We remain confident that Oracle's application business will be its principal growth engine.

Oracle's share-price weakness, spurred by database concerns, presents an attractive entry point for investors in this core software holding.


Oracle used its first AppsWorld user conference to continue pounding on its e-business-suite marketing message. Interest in its latest release is strong, and many users among the 11,000 attendees were intent on understanding the features and upgrade process for 11i. Overall, the user community seems satisfied that the Jan. 2001 release 3 of 11i is stable enough for an upgrade from their prior implementations. This is encouraging news because current customers tend to purchase additional applications in the future.

Based on feedback from customers and systems integrators, we believe Oracle is well positioned to continue to deliver strong growth in application sales.

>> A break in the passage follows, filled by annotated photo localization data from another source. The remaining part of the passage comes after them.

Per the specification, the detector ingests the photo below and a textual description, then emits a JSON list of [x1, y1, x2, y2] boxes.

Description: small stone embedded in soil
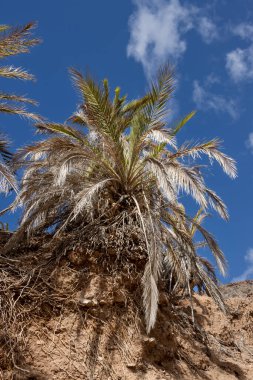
[[54, 327, 66, 334], [113, 291, 125, 303], [143, 337, 156, 346], [78, 298, 98, 307], [36, 339, 44, 345], [126, 362, 137, 368]]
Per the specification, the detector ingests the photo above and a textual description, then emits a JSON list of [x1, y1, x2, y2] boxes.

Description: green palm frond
[[147, 64, 175, 126], [171, 110, 196, 136], [36, 122, 86, 142]]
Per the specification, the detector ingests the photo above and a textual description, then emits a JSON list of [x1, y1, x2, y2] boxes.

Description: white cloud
[[127, 0, 218, 76], [127, 0, 193, 76], [226, 45, 253, 82], [226, 23, 253, 82], [232, 248, 253, 282], [192, 80, 238, 120], [197, 17, 218, 44], [233, 23, 253, 41], [246, 132, 253, 152]]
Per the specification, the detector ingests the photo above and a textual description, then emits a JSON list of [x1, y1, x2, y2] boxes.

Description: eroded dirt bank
[[0, 235, 252, 380]]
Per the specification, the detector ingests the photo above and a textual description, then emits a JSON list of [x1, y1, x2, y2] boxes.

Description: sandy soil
[[2, 281, 251, 380], [0, 235, 252, 380]]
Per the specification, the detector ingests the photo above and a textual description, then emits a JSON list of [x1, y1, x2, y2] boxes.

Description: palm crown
[[0, 22, 40, 198], [11, 65, 237, 332]]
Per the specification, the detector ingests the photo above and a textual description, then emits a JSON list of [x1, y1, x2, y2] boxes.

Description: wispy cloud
[[197, 17, 218, 44], [232, 248, 253, 282], [246, 132, 253, 152], [233, 23, 253, 40], [226, 46, 253, 82], [226, 23, 253, 82], [192, 79, 239, 120], [127, 0, 218, 76]]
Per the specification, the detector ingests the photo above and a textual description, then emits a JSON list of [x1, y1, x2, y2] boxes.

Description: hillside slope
[[0, 234, 252, 380], [24, 282, 253, 380]]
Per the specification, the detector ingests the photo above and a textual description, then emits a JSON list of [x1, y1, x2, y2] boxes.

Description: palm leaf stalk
[[8, 65, 236, 333]]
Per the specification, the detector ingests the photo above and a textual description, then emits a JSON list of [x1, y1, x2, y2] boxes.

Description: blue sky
[[1, 0, 253, 282]]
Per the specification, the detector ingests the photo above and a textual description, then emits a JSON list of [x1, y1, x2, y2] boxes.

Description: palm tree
[[9, 65, 236, 333], [0, 22, 40, 198]]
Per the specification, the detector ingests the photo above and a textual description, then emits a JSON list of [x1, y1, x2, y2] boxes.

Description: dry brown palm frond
[[8, 64, 236, 333], [192, 221, 227, 277], [198, 256, 217, 284], [195, 260, 227, 313]]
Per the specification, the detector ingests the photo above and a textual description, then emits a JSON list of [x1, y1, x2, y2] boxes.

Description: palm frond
[[36, 122, 85, 143], [0, 22, 39, 200], [196, 260, 227, 313], [0, 92, 37, 105], [189, 217, 227, 276], [171, 110, 196, 136], [169, 139, 237, 179], [0, 66, 35, 80], [0, 161, 18, 194], [0, 103, 41, 122], [205, 188, 229, 220], [0, 22, 40, 58], [0, 138, 12, 162]]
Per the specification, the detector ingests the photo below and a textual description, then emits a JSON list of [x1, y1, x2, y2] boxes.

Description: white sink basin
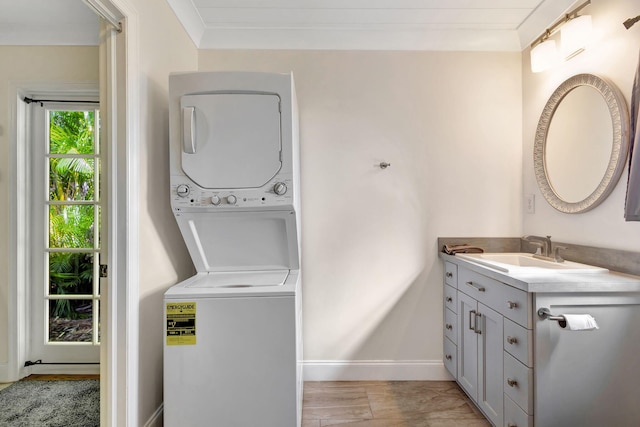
[[456, 253, 608, 274]]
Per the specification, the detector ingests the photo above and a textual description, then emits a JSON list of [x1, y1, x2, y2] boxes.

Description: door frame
[[28, 96, 102, 371], [6, 1, 139, 425], [98, 3, 139, 424]]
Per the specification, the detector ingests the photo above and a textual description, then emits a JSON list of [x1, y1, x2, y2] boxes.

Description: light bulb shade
[[561, 15, 592, 58], [531, 39, 560, 73]]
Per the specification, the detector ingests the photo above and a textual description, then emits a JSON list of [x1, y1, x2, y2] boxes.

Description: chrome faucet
[[523, 235, 553, 259]]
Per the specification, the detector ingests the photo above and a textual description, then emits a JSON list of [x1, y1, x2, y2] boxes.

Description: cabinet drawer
[[504, 318, 532, 367], [444, 284, 457, 313], [444, 262, 458, 287], [500, 284, 530, 327], [444, 307, 457, 343], [459, 269, 530, 327], [504, 394, 533, 427], [443, 336, 457, 378], [504, 352, 533, 414]]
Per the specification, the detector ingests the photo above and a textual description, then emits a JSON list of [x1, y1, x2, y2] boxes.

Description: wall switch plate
[[525, 194, 535, 214]]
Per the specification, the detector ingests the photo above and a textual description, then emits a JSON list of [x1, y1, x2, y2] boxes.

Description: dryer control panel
[[170, 176, 294, 211]]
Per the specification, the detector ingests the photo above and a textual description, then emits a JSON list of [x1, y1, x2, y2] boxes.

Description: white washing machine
[[164, 72, 302, 427]]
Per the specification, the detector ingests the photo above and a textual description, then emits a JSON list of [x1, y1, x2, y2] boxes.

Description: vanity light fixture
[[530, 0, 592, 73], [561, 14, 592, 59], [530, 33, 560, 73]]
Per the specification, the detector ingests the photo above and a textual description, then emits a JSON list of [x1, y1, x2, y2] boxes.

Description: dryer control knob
[[226, 195, 237, 205], [176, 184, 190, 197], [274, 182, 288, 195], [211, 195, 221, 205]]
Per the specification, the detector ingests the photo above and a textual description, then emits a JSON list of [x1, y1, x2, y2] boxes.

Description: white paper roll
[[560, 314, 599, 331]]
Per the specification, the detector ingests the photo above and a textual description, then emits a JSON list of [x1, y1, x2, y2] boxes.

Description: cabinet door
[[477, 303, 504, 427], [535, 295, 640, 427], [457, 291, 478, 400]]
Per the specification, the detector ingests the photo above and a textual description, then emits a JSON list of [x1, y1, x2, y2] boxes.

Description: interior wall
[[129, 0, 197, 423], [523, 0, 640, 250], [0, 45, 98, 368], [198, 50, 523, 365]]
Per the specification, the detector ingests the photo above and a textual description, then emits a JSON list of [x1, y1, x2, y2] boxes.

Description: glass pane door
[[29, 104, 101, 368], [47, 109, 101, 345]]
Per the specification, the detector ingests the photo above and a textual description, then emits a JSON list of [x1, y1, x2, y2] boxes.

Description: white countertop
[[440, 253, 640, 293]]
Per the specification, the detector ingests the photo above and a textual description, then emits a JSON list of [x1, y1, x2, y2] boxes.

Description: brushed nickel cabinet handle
[[507, 300, 518, 309], [506, 336, 518, 345], [466, 281, 486, 292], [469, 310, 477, 331], [445, 323, 453, 330], [445, 354, 452, 361], [446, 272, 453, 278], [445, 296, 453, 303], [507, 378, 518, 387], [474, 312, 482, 334]]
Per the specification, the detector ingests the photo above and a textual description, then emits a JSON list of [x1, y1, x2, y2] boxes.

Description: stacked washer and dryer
[[163, 72, 302, 427]]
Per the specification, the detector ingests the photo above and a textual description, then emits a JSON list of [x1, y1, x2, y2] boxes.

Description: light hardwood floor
[[302, 381, 491, 427]]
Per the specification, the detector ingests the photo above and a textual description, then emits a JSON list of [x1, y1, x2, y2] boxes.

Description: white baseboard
[[303, 360, 453, 382], [28, 364, 100, 376], [0, 363, 28, 383], [144, 403, 163, 427], [0, 363, 8, 383], [2, 364, 99, 383]]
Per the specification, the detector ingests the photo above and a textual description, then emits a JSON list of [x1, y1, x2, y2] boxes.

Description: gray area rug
[[0, 380, 99, 427]]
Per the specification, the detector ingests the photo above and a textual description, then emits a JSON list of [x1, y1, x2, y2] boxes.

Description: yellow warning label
[[166, 302, 196, 346]]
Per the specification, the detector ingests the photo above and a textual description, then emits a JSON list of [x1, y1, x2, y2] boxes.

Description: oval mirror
[[534, 74, 630, 213]]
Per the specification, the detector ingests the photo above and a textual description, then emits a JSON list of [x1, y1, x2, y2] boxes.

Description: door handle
[[469, 310, 477, 331], [465, 281, 486, 292], [474, 312, 482, 334], [182, 106, 196, 154]]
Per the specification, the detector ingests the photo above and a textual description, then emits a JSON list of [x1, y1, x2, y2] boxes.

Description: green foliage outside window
[[48, 111, 98, 320]]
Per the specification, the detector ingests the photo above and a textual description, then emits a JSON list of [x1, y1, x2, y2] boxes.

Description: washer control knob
[[211, 195, 221, 205], [226, 195, 237, 205], [273, 182, 288, 195], [176, 184, 190, 197]]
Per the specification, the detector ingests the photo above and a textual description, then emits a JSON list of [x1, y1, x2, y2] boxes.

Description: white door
[[180, 93, 282, 189], [28, 101, 101, 370]]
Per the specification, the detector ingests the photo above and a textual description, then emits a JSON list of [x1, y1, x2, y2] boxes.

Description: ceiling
[[0, 0, 99, 45], [166, 0, 578, 51], [0, 0, 578, 51]]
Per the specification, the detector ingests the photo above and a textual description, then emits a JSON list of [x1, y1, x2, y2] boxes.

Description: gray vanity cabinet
[[442, 249, 640, 426], [443, 260, 532, 427]]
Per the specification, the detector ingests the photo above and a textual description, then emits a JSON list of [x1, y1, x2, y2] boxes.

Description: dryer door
[[180, 93, 282, 189]]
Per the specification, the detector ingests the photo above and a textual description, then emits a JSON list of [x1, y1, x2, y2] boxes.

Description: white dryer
[[164, 72, 302, 427]]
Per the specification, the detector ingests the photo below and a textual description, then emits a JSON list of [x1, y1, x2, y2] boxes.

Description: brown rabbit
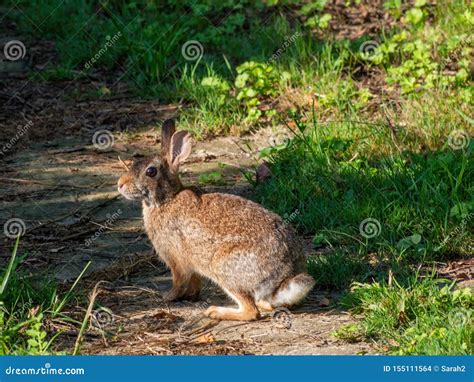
[[117, 120, 315, 321]]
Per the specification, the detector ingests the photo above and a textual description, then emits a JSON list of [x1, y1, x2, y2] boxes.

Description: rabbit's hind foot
[[256, 300, 273, 312], [204, 292, 259, 321]]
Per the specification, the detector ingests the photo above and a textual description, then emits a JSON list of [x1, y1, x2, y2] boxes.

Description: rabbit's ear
[[161, 119, 176, 159], [169, 130, 192, 171]]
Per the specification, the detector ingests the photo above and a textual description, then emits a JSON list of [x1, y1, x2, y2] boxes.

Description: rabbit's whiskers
[[118, 156, 130, 171]]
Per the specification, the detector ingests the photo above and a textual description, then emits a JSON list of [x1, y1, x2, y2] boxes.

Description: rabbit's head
[[117, 119, 192, 206]]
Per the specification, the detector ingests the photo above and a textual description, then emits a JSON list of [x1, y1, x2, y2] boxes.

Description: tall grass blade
[[0, 235, 20, 296]]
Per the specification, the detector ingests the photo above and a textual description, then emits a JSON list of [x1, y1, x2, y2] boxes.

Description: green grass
[[0, 238, 88, 355], [337, 276, 473, 355], [8, 0, 472, 135], [256, 115, 472, 261]]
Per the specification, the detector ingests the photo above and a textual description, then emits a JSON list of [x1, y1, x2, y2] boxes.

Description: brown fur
[[117, 120, 315, 321]]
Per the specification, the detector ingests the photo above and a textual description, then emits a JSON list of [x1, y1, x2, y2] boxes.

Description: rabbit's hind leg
[[204, 291, 259, 321]]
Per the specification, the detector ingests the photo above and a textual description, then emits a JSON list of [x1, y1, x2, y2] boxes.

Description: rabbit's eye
[[145, 167, 158, 177]]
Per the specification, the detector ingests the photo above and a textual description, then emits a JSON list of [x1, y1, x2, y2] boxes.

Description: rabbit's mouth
[[118, 184, 143, 200], [119, 188, 142, 200]]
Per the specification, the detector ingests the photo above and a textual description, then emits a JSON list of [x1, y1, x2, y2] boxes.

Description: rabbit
[[117, 119, 315, 321]]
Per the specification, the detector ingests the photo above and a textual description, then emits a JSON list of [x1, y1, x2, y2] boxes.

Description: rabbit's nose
[[117, 176, 127, 191], [118, 174, 134, 193]]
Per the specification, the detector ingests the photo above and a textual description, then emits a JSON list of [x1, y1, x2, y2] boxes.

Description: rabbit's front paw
[[184, 290, 200, 302], [163, 287, 186, 302]]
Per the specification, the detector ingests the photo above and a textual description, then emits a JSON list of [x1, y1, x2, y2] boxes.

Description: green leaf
[[245, 88, 257, 98], [405, 8, 424, 25], [313, 233, 325, 247], [450, 202, 473, 218], [235, 73, 249, 88], [259, 146, 275, 158], [27, 339, 38, 347], [410, 234, 422, 245]]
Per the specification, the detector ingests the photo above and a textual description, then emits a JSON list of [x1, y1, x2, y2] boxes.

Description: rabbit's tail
[[269, 273, 315, 307]]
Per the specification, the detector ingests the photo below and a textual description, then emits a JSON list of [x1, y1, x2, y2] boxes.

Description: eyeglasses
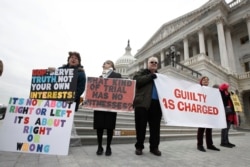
[[150, 61, 158, 64]]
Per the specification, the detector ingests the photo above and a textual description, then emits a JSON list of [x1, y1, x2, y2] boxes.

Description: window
[[240, 36, 249, 45], [245, 62, 250, 72]]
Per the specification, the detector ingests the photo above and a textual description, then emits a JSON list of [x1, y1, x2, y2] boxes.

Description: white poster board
[[0, 97, 75, 155], [154, 74, 226, 129]]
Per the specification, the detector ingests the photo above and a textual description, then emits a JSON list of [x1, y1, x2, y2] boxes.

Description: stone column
[[198, 28, 206, 54], [160, 50, 165, 67], [246, 14, 250, 38], [183, 37, 189, 60], [207, 36, 214, 60], [216, 17, 229, 69], [225, 27, 236, 72]]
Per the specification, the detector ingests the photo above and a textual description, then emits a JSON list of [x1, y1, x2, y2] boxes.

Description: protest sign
[[30, 69, 77, 101], [0, 97, 75, 155], [84, 77, 135, 112], [230, 93, 242, 112], [154, 74, 227, 129]]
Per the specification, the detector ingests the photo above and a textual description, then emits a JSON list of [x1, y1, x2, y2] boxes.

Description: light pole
[[166, 45, 180, 67]]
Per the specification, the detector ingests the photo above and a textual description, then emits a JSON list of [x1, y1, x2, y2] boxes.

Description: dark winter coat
[[93, 71, 122, 129], [59, 64, 86, 111], [132, 69, 156, 110]]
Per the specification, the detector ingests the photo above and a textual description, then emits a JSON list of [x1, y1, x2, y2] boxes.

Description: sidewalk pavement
[[0, 132, 249, 167]]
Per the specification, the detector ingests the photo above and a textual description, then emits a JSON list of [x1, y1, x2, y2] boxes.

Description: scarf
[[102, 68, 113, 78]]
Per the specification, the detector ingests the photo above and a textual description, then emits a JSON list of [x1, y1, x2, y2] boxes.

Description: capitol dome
[[115, 40, 136, 78]]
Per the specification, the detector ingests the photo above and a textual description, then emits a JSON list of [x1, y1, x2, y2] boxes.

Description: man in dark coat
[[133, 56, 162, 156]]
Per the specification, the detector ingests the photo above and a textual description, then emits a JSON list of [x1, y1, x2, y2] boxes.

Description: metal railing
[[228, 0, 244, 8], [171, 60, 202, 78]]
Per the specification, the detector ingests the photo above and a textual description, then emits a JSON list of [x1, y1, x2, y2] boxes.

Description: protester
[[219, 83, 237, 148], [0, 60, 3, 76], [94, 60, 122, 156], [196, 77, 220, 152], [48, 51, 86, 146], [133, 56, 162, 156], [49, 51, 86, 111]]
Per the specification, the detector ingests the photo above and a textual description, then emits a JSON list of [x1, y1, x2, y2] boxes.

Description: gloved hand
[[151, 73, 157, 79]]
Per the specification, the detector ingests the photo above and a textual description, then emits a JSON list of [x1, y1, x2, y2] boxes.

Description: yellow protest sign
[[231, 94, 242, 112]]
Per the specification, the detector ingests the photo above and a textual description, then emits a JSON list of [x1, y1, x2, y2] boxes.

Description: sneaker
[[197, 145, 206, 152]]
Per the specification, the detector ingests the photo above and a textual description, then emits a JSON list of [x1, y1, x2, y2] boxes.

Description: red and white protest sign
[[154, 74, 226, 128], [84, 77, 135, 113]]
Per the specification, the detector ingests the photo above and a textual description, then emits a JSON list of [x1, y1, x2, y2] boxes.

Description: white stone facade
[[125, 0, 250, 127]]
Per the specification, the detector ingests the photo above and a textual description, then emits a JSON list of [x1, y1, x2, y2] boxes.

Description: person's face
[[102, 61, 112, 70], [68, 55, 80, 67], [147, 57, 158, 72], [201, 77, 209, 86]]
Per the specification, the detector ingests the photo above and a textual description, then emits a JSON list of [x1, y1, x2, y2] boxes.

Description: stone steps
[[71, 107, 245, 145]]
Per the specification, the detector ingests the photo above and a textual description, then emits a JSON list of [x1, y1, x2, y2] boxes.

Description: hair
[[148, 56, 158, 63], [199, 76, 209, 85], [68, 51, 81, 65], [0, 60, 3, 76], [104, 60, 116, 70], [212, 84, 219, 88]]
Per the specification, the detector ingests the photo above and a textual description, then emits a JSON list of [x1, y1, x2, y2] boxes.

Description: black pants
[[221, 121, 231, 144], [197, 128, 213, 147], [134, 100, 162, 151], [96, 129, 113, 148]]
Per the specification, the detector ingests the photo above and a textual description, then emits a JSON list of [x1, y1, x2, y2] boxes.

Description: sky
[[0, 0, 232, 105]]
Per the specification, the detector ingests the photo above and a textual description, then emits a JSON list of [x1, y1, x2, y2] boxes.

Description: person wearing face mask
[[94, 60, 122, 156], [196, 76, 220, 152], [133, 56, 162, 156]]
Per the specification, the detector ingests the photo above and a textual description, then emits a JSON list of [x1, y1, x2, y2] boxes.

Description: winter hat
[[219, 83, 229, 91]]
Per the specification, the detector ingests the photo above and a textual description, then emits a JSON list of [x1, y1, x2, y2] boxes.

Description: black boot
[[106, 129, 113, 156], [96, 129, 104, 155], [96, 146, 104, 155], [105, 146, 112, 156]]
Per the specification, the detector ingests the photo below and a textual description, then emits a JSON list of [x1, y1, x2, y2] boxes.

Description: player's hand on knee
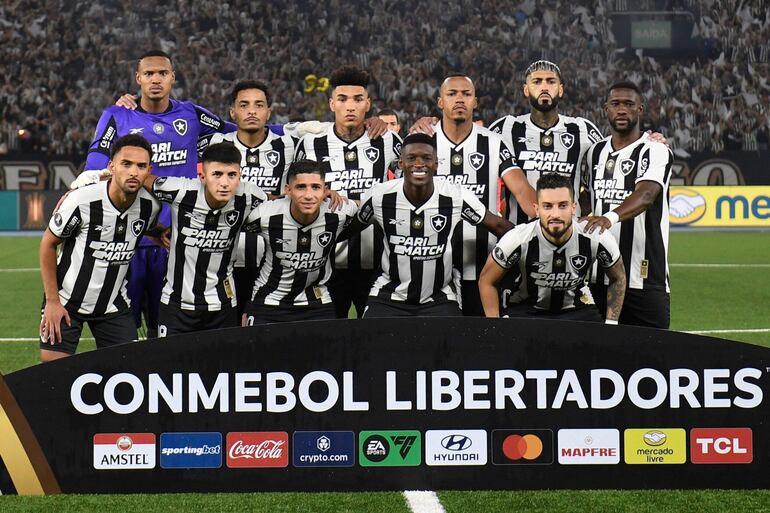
[[115, 94, 139, 110], [41, 302, 70, 344]]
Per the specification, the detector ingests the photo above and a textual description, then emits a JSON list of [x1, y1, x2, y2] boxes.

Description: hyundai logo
[[441, 435, 472, 451]]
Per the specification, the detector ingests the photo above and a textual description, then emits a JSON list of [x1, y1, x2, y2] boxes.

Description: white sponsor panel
[[93, 433, 156, 469], [557, 429, 620, 465], [425, 429, 487, 466]]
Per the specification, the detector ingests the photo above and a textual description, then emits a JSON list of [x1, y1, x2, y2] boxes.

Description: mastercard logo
[[502, 434, 543, 460], [669, 188, 707, 225]]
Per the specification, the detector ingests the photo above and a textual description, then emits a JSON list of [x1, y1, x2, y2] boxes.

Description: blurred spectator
[[0, 0, 767, 158]]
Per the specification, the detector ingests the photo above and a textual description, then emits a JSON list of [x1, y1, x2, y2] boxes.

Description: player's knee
[[40, 349, 69, 363]]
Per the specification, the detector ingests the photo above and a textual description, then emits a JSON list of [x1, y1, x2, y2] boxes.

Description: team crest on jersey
[[560, 133, 575, 149], [570, 254, 588, 271], [430, 214, 447, 232], [173, 119, 188, 136], [317, 231, 333, 247], [364, 146, 380, 164], [152, 123, 164, 134], [224, 210, 240, 227], [131, 219, 146, 237], [265, 150, 280, 167], [468, 152, 485, 171], [618, 158, 636, 176]]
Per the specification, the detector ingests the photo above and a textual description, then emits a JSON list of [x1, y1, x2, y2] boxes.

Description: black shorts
[[243, 303, 337, 325], [39, 302, 137, 355], [327, 268, 377, 319], [503, 302, 603, 322], [157, 301, 238, 337], [460, 280, 485, 317], [363, 298, 462, 318], [590, 284, 670, 329]]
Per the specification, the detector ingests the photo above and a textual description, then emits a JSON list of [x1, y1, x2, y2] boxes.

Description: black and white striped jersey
[[152, 176, 267, 311], [243, 198, 358, 307], [357, 177, 487, 305], [586, 133, 673, 292], [492, 219, 620, 311], [433, 121, 518, 280], [489, 113, 603, 222], [48, 181, 160, 315], [295, 125, 401, 270], [200, 130, 297, 269]]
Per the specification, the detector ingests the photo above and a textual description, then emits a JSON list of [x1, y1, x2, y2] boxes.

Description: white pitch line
[[0, 268, 38, 272], [684, 328, 770, 335], [670, 263, 770, 268], [403, 491, 446, 513]]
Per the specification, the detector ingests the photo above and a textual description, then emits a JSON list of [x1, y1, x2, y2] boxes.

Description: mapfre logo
[[226, 432, 289, 468], [691, 428, 752, 464]]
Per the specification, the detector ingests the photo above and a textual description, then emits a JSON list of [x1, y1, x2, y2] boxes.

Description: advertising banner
[[670, 186, 770, 227], [0, 318, 768, 494]]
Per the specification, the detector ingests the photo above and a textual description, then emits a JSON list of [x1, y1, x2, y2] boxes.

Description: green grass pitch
[[1, 231, 769, 511]]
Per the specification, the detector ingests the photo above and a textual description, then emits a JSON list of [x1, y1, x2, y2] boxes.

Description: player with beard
[[478, 173, 626, 322], [583, 82, 673, 329], [488, 60, 604, 225]]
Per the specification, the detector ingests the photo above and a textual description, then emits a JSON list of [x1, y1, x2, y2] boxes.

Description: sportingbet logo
[[359, 430, 421, 467], [160, 432, 222, 469], [226, 432, 288, 468], [690, 428, 752, 464], [93, 433, 155, 469], [558, 429, 620, 464], [293, 431, 355, 467]]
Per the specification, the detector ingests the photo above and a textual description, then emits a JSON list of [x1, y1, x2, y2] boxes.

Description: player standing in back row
[[583, 81, 673, 329], [199, 80, 297, 319], [84, 50, 233, 337], [295, 66, 401, 318], [489, 60, 603, 224]]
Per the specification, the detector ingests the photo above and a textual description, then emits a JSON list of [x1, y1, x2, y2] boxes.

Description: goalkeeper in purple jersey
[[84, 50, 234, 337]]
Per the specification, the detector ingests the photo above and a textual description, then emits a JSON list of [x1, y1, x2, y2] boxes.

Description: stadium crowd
[[1, 0, 769, 157]]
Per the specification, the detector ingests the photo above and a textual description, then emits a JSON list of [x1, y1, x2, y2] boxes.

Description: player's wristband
[[605, 319, 618, 325], [604, 211, 620, 226]]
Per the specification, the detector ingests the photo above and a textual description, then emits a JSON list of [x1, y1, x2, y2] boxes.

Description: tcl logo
[[226, 432, 289, 468], [690, 428, 752, 464]]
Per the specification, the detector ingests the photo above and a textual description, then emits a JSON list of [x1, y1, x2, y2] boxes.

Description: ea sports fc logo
[[669, 188, 706, 226]]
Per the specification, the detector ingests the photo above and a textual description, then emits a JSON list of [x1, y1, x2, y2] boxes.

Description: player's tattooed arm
[[604, 258, 627, 323], [478, 255, 507, 318], [584, 181, 662, 234]]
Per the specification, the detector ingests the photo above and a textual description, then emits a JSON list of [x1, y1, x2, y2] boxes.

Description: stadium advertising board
[[1, 319, 768, 494], [670, 186, 770, 227]]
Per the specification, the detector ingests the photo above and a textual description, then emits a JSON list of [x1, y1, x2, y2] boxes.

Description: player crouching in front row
[[241, 160, 358, 325], [478, 173, 626, 323], [40, 135, 163, 361]]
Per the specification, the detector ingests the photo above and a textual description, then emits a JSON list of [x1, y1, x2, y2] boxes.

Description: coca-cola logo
[[229, 439, 285, 460], [226, 432, 289, 468]]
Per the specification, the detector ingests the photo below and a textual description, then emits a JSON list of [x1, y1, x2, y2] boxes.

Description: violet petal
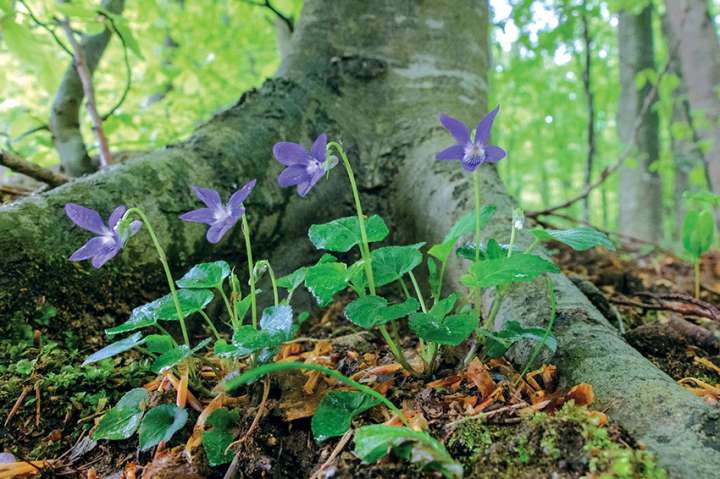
[[65, 204, 107, 235], [439, 114, 470, 144]]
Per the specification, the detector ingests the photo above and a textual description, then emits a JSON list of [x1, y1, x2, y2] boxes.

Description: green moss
[[448, 402, 667, 479]]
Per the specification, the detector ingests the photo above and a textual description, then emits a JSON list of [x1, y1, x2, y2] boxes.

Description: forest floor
[[1, 239, 719, 478]]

The integrators are expanding their Oracle-dedicated staff and customers are looking to add new applications. We therefore believe that Oracle will deliver good numbers for this business in this and the coming quarters. That said, given the economic environment and Oracle's share of the database market, we believe the server license line for 3Q01 is likely to come in at the low end of the guidance range (15%-20% growth) and that our model's 19% growth estimate may be slightly aggressive. We remain confident in the growth prospects for the database business -- Oracle continues to gain market share, and the volume of corporate data continues to expand. In addition, Oracle was especially bullish on prospects for its application servers, which will also contribute to the server license growth.

In a webcast meeting with the financial community on Tuesday, CFO Jeff Henley noted no change to guidance going into the quiet period. We are making no changes to our model at this time.